12.4.4 Oracle Load And Timing Tests
These tests should focus on timing variance and backlog behavior:
- cold-container delayed message latency envelope
- many delayed messages becoming due in the same second
- burst of immediate signals after service startup
- mixed immediate and delayed signals on one queue
- long-running dequeue loops with empty polls between real messages
- bounded backlog drain time for representative queue depth
The goal is not only correctness, but knowing what timing variance is normal on local and CI Oracle containers.
The detailed workload model, KPI set, harness structure, and test-tier split should live in 08-load-and-performance-plan.md.
12.5 Bulstrad Product-Parity Tests
Synthetic engine tests are necessary but not sufficient.
The main parity suite should use real Bulstrad declarative workflows with scripted downstream transport responses. The purpose is to prove that the Serdica engine executes product workflows, not just toy workflows.

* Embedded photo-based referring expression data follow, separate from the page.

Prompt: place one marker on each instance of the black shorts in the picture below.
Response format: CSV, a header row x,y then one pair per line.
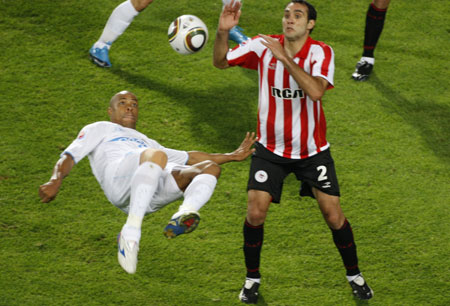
x,y
268,171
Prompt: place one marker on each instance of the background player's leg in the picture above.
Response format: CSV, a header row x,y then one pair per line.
x,y
253,231
375,17
117,23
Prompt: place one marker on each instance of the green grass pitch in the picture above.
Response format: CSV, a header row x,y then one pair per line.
x,y
389,137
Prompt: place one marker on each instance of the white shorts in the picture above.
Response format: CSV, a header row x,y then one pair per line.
x,y
117,185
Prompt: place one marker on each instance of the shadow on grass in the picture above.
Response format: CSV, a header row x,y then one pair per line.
x,y
430,119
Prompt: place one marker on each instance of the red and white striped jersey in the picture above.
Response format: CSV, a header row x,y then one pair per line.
x,y
290,124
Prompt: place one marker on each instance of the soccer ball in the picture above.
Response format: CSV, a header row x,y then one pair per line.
x,y
187,34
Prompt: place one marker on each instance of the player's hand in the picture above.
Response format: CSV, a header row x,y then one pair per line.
x,y
230,15
48,191
275,46
245,149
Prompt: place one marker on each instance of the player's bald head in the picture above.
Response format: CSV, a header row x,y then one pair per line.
x,y
119,95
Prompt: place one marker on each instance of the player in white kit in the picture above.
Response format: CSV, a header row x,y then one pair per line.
x,y
140,176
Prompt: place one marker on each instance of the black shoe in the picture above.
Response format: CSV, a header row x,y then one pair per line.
x,y
249,293
360,288
363,70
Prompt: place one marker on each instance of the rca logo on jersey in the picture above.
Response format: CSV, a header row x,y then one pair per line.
x,y
286,93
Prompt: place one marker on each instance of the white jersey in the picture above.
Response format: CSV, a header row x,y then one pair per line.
x,y
290,123
105,142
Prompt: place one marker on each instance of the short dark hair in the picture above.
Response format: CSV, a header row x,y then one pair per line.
x,y
312,13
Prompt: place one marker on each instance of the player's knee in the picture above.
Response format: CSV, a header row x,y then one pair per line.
x,y
381,4
334,220
212,168
256,217
154,156
140,5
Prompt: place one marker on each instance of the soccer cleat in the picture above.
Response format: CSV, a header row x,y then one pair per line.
x,y
237,36
360,288
363,70
249,293
100,57
127,254
183,224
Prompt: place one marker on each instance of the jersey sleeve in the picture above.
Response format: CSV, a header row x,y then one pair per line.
x,y
246,55
324,64
87,140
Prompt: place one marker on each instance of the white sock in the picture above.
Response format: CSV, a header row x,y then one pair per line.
x,y
197,193
143,187
256,280
352,277
118,22
370,60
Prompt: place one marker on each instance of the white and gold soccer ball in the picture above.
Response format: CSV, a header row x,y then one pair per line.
x,y
188,34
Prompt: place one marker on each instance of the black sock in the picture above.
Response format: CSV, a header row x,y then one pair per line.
x,y
344,241
253,240
374,26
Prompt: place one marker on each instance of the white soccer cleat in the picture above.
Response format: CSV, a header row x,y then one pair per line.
x,y
127,254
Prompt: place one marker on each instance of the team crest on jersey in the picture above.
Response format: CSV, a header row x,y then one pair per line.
x,y
261,176
286,93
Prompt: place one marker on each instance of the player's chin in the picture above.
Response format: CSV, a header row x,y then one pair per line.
x,y
129,122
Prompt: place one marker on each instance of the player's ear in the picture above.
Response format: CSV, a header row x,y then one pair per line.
x,y
311,24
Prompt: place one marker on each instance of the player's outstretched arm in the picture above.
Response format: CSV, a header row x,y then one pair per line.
x,y
244,150
314,87
227,20
49,190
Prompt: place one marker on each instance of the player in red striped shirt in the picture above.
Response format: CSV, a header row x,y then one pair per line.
x,y
294,73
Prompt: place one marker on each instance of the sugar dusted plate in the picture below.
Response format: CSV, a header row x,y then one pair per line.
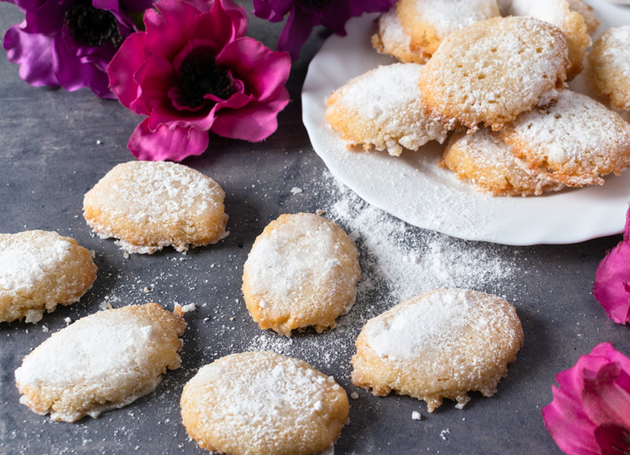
x,y
414,189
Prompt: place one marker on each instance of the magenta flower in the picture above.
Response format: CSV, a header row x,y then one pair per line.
x,y
590,412
194,71
68,43
304,15
612,280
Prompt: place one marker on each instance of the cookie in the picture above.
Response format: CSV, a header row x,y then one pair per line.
x,y
148,205
391,39
40,270
572,24
428,22
383,109
490,165
302,271
494,70
439,345
575,142
609,66
101,362
261,403
587,12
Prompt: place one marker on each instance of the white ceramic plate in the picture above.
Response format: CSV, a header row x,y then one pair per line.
x,y
414,189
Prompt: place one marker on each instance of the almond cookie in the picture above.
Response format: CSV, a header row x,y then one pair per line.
x,y
428,22
148,205
490,165
574,142
383,109
261,403
391,39
302,271
101,362
442,344
609,66
572,24
493,70
40,270
587,12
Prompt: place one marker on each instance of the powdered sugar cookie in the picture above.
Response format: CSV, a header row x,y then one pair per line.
x,y
428,22
609,66
587,12
493,70
383,109
490,164
40,270
101,362
149,205
558,13
439,345
302,271
574,142
261,403
391,39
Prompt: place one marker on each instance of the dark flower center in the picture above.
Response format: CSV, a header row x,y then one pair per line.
x,y
199,75
314,4
92,26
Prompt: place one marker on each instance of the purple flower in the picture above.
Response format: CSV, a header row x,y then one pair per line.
x,y
590,411
194,71
69,43
304,15
612,279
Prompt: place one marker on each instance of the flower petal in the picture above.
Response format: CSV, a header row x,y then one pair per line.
x,y
296,31
604,398
73,74
123,66
168,28
613,439
33,52
166,143
612,278
155,78
263,71
252,124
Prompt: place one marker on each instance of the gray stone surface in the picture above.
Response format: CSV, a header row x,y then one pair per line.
x,y
55,145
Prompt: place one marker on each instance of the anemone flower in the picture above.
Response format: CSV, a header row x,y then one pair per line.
x,y
590,411
69,43
612,280
193,71
304,15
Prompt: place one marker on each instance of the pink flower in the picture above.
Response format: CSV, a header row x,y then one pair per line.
x,y
612,280
590,412
193,71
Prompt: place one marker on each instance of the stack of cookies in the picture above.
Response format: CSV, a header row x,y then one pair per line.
x,y
494,73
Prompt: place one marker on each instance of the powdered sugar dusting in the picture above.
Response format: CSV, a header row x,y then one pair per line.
x,y
447,16
23,261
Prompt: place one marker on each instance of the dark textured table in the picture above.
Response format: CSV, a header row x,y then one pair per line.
x,y
56,145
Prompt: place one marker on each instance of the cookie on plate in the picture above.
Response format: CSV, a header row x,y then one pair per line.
x,y
40,270
609,66
100,362
428,22
391,39
575,142
261,403
572,24
490,165
148,205
383,109
493,70
302,271
587,12
439,345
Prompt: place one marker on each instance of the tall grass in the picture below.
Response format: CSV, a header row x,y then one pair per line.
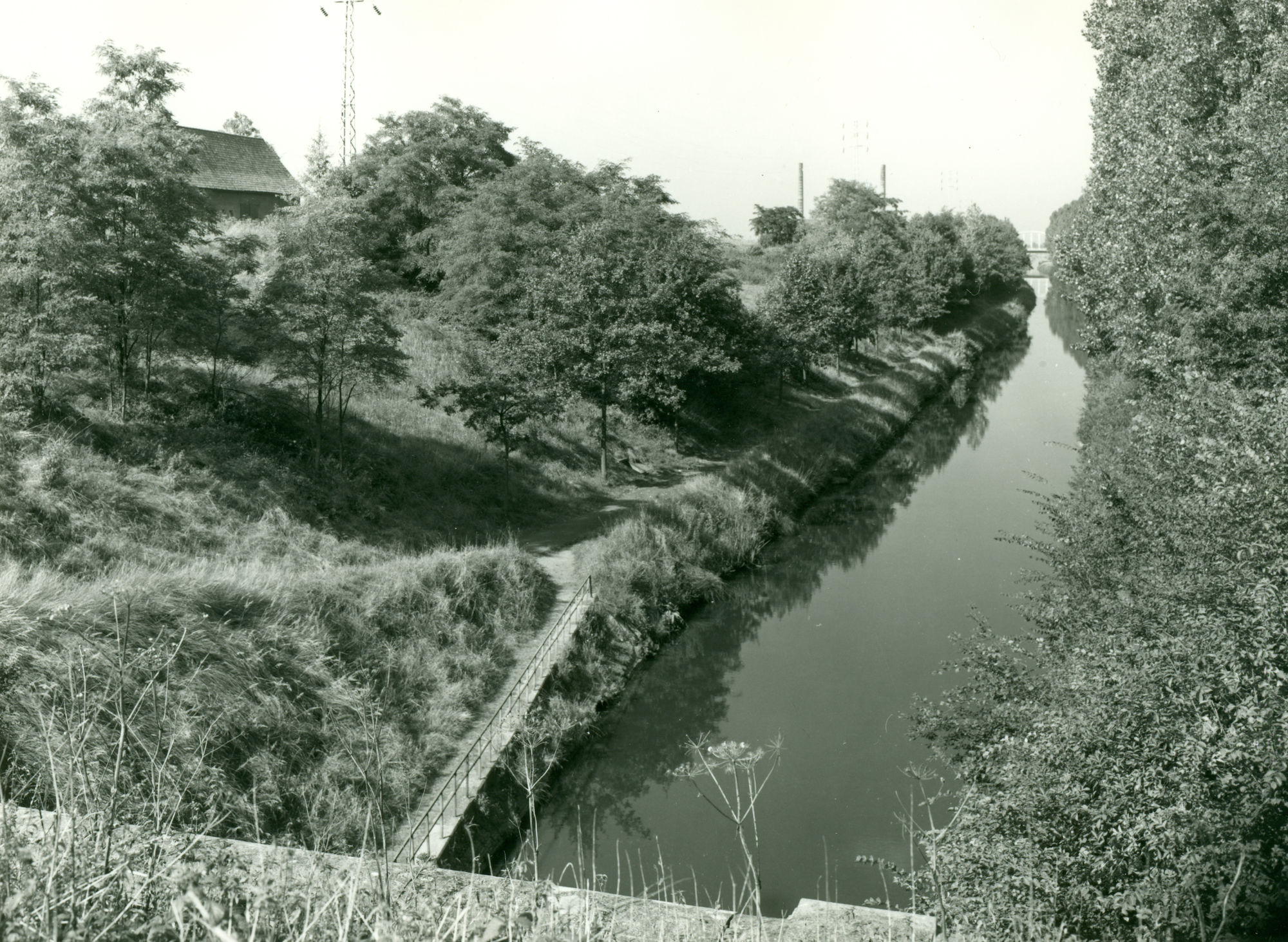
x,y
260,701
77,877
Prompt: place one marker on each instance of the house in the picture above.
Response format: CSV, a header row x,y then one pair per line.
x,y
244,176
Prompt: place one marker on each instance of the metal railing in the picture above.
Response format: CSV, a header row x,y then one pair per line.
x,y
488,747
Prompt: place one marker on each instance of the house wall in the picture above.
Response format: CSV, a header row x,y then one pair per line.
x,y
243,205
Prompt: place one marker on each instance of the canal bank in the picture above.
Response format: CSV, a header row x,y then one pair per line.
x,y
826,643
652,569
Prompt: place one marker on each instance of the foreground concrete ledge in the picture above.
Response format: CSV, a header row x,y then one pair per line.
x,y
507,907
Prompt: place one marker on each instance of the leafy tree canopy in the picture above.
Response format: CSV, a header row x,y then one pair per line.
x,y
243,125
777,225
414,174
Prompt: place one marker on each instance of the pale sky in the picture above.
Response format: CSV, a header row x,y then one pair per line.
x,y
976,100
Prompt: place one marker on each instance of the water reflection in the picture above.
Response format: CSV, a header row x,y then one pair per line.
x,y
688,688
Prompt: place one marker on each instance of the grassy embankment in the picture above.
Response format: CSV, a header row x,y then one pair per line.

Recommended first-wave Bulstrad coverage:
- transport-heavy completion flows such as
AssistantPrintInsisDocuments - approval/review chains such as
ReviewPolicyOpenForChange - parent-child workflow chains such as
OpenForChangePolicy - cancellation flows such as
AnnexCancellation - policy end-state flows such as
AssistantPolicyCancellation - reinstate or reopen flows such as
AssistantPolicyReinstate - shared-policy integration flows such as
InsisIntegrationNew - shared-policy confirmation and conversion flows such as
QuotationConfirm - failure-tolerant cleanup flows such as
QuoteOrAplCancel
Each Bulstrad test should assert:
- task sequence
- task payload shape
- transport invocation order
- final workflow state
- runtime version progression
- absence of leaked subworkflow frames or stale wait metadata
Current Oracle-backed parity coverage already includes these families and uses restarted providers plus real Oracle workflow tables, not synthetic in-memory state.
12.6 Chaos And Fault-Injection Tests
The engine should also have a deterministic chaos suite.
Recommended failure points:
- before snapshot save
- after snapshot save but before projection save
- after projection save but before AQ enqueue
- after AQ enqueue but before commit
- after dequeue but before signal processing completes
- after signal processing but before lease commit
Recommended assertions:
- no duplicate open tasks
- no lost committed signal
- no unbounded retry loop
- no invalid version rollback
- no stuck instance without an explainable wait reason
12.7 Parity Tests
The most important tests compare outcomes against the current declarative workflow expectations:
- same task sequence
- same state changes
- same business reference results
- same transport payload shaping
13. Supportability
Operations staff should be able to answer:
- what is this instance waiting for
- when was it last executed
- what signal is due next
- why was a signal ignored
- why did a signal go to DLQ
- which step failed
This is why runtime state inspection and structured failure metadata are mandatory.